# How does the nn.Embedding module relate intuitively to the idea of an embedding in general?

So, I’m having a hard time understanding `nn.Embedding`. Specifically, I can’t connect the dots between what I understand about embeddings as a concept and what this specific implementation is doing.

My understanding of an embedding is that it is a smaller dimension representation of some larger dimension data point. So it maps data in `N-d` to a `M-d` latent/embedding space such that `M < N`.

As I understand it, this mapping is achieved through the learning process, as in an auto-encoder. The encoder learns the optimal embedding so that the decoder can reconstruct the original input.

So my question is, how does this relate to `nn.Embedding` module:

A simple lookup table that stores embeddings of a fixed dictionary and size.
This module is often used to store word embeddings and retrieve them using indices. The input to the module is a list of indices, and the output is the corresponding word embeddings.

does this layer “learn” a lower dimensional representation of a larger input space? Or is it something else entirely?

1 Like

In the general case, an embedding is, indeed, a mapping from a `N`-d space to a `M`-d space. The simplest form of embedding is therefore a matrix `A` of shape `(M,N)` (but there are also non linear embeddings), such that the transformation is `y = A * x`.

However, in the field of Neural Machine Translation (NMT), the words/tokens are not represented by dense vectors like `x = [0.556, 0.2465, 0.015, ...]`, but rather by one-hot encodings, like `x = [0, 0, 0, 1, 0, 0, 0, ...]`. Hence, they are uniquely identified by the index of the `1` in `x`.

Therefore, instead of doing a product `A * x`, you can lookup the row in `A` corresponding to the index, like `y = A[x]`, which is more efficient.

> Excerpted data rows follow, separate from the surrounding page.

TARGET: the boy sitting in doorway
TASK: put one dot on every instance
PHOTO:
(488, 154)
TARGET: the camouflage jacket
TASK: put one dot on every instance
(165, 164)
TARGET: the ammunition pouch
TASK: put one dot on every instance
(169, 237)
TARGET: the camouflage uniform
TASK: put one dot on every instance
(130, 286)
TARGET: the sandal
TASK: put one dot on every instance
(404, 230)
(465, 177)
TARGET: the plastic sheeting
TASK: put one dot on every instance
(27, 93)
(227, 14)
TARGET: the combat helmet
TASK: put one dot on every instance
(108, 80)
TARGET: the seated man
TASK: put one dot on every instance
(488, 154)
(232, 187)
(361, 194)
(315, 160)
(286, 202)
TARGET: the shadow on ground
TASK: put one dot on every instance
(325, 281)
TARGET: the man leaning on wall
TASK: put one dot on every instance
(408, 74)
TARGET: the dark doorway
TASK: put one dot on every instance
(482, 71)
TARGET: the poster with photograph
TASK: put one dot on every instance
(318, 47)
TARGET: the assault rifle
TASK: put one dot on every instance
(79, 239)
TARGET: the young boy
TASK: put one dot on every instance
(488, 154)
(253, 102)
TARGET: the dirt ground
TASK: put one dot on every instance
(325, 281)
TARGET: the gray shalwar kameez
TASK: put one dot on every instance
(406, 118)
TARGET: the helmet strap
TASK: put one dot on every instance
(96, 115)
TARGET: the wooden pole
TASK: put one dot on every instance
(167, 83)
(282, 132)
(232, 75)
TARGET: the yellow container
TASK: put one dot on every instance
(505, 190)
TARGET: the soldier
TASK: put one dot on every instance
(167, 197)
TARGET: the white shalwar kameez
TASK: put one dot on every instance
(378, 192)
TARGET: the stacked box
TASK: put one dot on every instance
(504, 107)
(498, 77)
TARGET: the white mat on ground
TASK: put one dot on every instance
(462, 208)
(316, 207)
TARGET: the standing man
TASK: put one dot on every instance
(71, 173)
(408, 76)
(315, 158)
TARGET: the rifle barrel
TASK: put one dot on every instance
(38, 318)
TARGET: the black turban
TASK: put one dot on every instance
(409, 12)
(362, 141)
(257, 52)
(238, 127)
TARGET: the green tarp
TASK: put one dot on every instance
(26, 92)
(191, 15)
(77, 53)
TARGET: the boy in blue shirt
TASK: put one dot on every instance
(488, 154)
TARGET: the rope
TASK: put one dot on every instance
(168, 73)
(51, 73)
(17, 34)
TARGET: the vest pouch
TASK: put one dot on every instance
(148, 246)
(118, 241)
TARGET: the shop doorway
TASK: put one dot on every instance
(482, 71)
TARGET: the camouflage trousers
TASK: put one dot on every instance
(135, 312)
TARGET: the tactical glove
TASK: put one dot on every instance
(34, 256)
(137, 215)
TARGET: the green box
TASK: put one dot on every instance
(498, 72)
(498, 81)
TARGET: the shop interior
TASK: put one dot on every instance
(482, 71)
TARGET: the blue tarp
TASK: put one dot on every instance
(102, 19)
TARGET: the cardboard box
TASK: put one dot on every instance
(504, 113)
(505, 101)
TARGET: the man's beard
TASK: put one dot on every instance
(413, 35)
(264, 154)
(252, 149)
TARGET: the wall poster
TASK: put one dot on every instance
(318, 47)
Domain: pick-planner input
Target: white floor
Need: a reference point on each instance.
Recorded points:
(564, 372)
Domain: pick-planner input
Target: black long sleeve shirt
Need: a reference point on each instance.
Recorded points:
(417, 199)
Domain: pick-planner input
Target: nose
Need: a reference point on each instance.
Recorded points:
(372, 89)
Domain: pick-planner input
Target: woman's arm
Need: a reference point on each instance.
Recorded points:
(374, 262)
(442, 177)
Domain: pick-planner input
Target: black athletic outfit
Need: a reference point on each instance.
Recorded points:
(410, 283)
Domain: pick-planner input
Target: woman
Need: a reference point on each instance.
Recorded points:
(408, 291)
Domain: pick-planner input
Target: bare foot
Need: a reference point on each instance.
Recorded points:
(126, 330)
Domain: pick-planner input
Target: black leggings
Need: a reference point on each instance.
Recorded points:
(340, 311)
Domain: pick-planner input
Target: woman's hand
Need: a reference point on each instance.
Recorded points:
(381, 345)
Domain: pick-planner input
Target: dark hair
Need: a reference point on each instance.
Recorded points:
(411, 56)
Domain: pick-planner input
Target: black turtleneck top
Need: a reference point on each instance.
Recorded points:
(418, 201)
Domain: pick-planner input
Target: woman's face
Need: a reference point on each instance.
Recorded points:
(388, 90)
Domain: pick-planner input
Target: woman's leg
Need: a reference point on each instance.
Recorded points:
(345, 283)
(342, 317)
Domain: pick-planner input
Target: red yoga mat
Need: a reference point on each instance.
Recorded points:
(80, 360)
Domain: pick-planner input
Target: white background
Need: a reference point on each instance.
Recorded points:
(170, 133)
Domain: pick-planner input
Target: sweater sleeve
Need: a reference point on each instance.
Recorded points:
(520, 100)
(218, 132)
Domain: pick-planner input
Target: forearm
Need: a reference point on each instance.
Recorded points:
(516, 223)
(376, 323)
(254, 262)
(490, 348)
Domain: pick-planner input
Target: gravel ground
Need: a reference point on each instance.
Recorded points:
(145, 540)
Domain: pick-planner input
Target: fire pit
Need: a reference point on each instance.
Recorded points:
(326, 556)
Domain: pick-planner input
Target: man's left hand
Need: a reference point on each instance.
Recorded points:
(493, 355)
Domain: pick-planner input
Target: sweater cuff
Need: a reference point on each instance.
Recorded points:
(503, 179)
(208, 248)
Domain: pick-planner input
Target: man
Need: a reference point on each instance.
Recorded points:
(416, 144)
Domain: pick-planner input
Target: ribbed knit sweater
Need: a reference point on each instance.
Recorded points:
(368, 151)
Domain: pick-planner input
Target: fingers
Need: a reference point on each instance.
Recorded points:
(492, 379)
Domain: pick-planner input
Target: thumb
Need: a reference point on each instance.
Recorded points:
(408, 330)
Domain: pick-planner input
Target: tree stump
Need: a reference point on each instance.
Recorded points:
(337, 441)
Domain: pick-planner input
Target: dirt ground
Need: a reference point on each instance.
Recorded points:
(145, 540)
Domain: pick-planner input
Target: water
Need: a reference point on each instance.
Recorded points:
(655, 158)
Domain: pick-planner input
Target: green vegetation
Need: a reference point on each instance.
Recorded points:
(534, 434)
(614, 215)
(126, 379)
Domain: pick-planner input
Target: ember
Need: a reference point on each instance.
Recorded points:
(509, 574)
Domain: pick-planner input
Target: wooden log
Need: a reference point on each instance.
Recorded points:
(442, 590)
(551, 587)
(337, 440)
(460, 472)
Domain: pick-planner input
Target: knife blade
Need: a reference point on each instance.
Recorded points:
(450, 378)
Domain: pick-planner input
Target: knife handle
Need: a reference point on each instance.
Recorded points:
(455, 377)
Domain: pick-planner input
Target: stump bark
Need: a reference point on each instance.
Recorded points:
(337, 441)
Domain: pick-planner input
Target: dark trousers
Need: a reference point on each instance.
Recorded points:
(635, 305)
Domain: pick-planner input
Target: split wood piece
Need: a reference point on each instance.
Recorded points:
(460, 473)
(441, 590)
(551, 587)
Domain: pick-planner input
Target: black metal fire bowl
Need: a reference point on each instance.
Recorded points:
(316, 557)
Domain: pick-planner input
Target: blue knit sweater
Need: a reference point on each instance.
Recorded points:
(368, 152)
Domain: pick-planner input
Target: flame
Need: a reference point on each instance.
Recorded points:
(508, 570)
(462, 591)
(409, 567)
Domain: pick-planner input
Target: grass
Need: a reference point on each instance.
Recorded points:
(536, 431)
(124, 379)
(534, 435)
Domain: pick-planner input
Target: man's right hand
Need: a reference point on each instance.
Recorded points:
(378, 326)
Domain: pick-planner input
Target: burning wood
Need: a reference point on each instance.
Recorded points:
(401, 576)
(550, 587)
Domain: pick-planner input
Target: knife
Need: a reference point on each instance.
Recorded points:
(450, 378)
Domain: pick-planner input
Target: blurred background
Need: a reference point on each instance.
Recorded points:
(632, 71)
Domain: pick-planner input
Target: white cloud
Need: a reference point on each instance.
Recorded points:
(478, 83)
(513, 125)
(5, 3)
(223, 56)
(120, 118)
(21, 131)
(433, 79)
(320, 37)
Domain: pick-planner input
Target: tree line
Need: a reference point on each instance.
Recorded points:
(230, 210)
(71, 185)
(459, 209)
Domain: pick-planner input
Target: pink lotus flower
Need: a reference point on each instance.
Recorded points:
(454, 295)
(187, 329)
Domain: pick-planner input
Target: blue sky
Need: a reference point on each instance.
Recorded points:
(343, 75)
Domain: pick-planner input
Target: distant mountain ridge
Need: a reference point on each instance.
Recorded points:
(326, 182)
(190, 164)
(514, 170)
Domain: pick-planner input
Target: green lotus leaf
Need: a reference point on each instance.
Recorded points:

That is exactly what `nn.Embedding` implements: it is a matrix which is used as a lookup table for the word indices.

1 Like

Okay, that makes a little sense to me. Let me see if I can put what you said in my own words, and you tell me if I understood correctly:

In the linear sense, an embedding is just PCA…

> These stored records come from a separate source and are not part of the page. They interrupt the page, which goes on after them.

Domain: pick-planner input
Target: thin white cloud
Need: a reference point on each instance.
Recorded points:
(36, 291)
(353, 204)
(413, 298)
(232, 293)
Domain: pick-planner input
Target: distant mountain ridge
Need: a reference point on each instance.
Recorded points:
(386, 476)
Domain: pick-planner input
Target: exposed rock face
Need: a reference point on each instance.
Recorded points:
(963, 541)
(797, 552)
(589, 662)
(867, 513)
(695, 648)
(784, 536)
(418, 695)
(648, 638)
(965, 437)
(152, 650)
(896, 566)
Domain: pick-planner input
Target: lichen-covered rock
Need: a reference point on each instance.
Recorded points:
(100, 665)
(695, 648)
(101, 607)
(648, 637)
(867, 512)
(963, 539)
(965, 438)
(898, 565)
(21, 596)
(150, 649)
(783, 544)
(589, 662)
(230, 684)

Then there are two cases… Let’s say a sequence of numerical data (like stock prices) and a sequence of characters in a sentence.

In the first case `y = Ax` is easy. But with the string of characters you have to one-hot-encode each character, so then you get a sequence of sparse vectors. This isn’t so easy to transform to a lower dimension because it’s not a simple column vector. So `nn.Embedding` is the solution to this problem?

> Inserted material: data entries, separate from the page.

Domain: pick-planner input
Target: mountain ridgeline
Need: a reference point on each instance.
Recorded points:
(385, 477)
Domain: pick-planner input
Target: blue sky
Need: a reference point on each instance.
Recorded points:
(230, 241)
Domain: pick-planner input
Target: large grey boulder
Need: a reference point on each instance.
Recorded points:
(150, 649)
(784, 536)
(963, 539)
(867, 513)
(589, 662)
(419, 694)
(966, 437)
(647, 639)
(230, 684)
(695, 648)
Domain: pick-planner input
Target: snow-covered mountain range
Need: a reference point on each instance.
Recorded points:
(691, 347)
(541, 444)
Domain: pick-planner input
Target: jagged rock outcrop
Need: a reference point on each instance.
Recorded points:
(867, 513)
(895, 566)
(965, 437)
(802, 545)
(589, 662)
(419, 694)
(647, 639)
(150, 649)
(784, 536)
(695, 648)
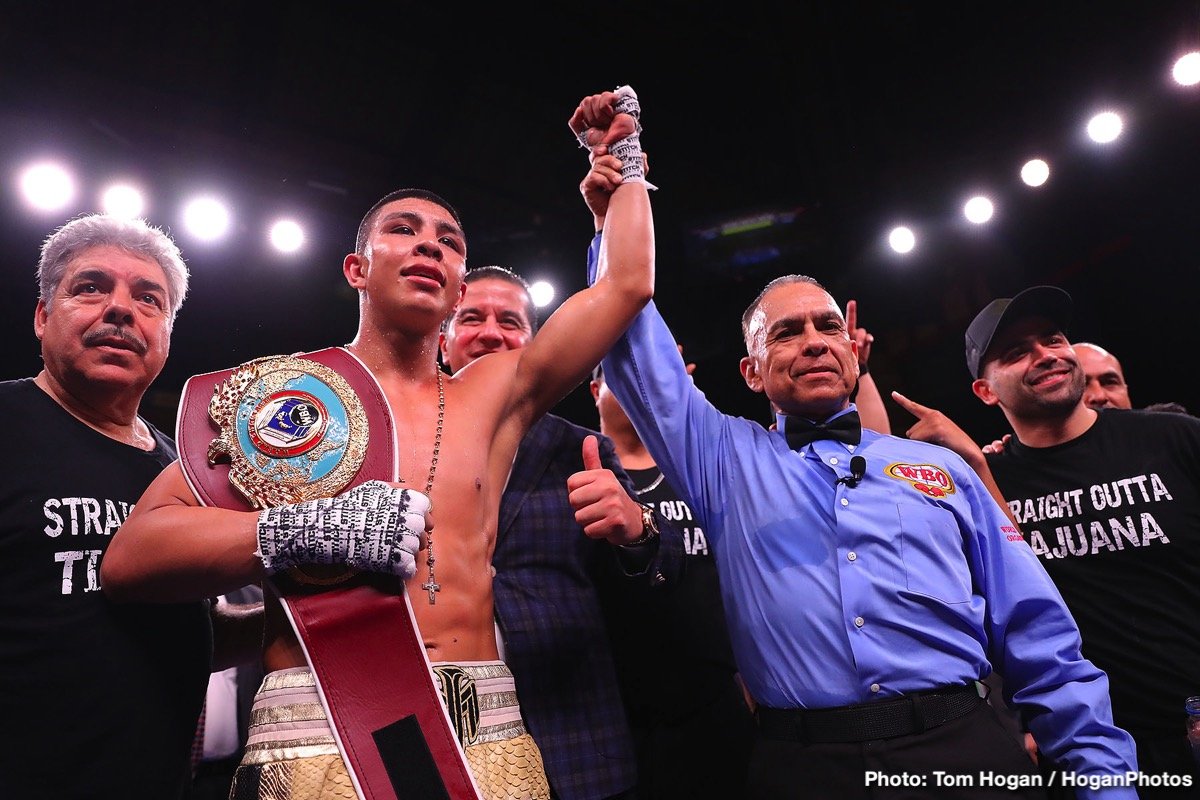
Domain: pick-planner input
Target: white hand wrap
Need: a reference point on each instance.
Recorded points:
(373, 527)
(629, 149)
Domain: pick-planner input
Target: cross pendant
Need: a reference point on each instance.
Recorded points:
(431, 587)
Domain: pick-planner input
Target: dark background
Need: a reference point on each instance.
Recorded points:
(841, 118)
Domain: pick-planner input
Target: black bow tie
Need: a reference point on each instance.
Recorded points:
(845, 428)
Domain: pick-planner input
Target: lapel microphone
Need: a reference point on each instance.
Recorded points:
(857, 471)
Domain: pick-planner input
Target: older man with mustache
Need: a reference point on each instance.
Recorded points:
(99, 701)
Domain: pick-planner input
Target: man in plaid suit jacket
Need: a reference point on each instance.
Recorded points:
(550, 572)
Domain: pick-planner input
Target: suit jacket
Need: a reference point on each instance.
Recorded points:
(549, 577)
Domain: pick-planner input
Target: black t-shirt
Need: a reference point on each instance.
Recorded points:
(672, 647)
(97, 699)
(1114, 516)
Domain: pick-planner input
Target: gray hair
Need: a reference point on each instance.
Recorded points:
(780, 281)
(136, 236)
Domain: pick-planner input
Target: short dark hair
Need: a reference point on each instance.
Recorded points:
(509, 276)
(360, 240)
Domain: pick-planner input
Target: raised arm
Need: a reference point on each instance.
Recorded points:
(583, 329)
(868, 400)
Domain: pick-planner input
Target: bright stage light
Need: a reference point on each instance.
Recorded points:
(901, 239)
(47, 186)
(978, 210)
(1035, 172)
(287, 236)
(1104, 127)
(1187, 70)
(207, 218)
(543, 293)
(123, 200)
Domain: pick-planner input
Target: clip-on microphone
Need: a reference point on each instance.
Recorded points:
(857, 471)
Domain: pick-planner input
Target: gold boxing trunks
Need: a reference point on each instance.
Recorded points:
(292, 755)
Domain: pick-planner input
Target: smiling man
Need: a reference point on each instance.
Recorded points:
(1109, 500)
(99, 701)
(870, 582)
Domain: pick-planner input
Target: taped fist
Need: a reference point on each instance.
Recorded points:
(373, 527)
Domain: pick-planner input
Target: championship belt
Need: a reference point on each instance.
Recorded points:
(292, 428)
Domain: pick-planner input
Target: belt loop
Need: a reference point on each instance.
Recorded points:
(918, 714)
(802, 732)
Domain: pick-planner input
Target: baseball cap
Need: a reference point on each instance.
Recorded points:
(1036, 301)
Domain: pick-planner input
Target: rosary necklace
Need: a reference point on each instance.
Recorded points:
(432, 585)
(653, 485)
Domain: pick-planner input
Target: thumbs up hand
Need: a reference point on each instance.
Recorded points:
(601, 505)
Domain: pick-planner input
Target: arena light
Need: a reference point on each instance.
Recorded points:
(901, 239)
(287, 235)
(1187, 70)
(47, 186)
(207, 218)
(1104, 127)
(543, 293)
(123, 200)
(1035, 172)
(978, 210)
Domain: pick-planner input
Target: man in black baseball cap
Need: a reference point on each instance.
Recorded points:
(1107, 499)
(1036, 301)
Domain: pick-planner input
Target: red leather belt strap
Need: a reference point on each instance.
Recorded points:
(360, 637)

So in my personal use case, I want to do anomaly detection through reconstruction error. I’m trying to train an autoencoder to reconstruct timeseries data. This, I think, falls into the first category where the sequence is a dense vector.

How does that affect my use of `nn.Embedding`?

That is pretty much it! Although the one-hot-encoding is more likely to be “word-level” than “character-level”, but I might be wrong.

Anyway, in the case of stock prices, you indeed have a sequence of dense vectors already (I guess). You cannot represent each vector by an index and, therefore, you need a `y = Ax` transformation, as you said.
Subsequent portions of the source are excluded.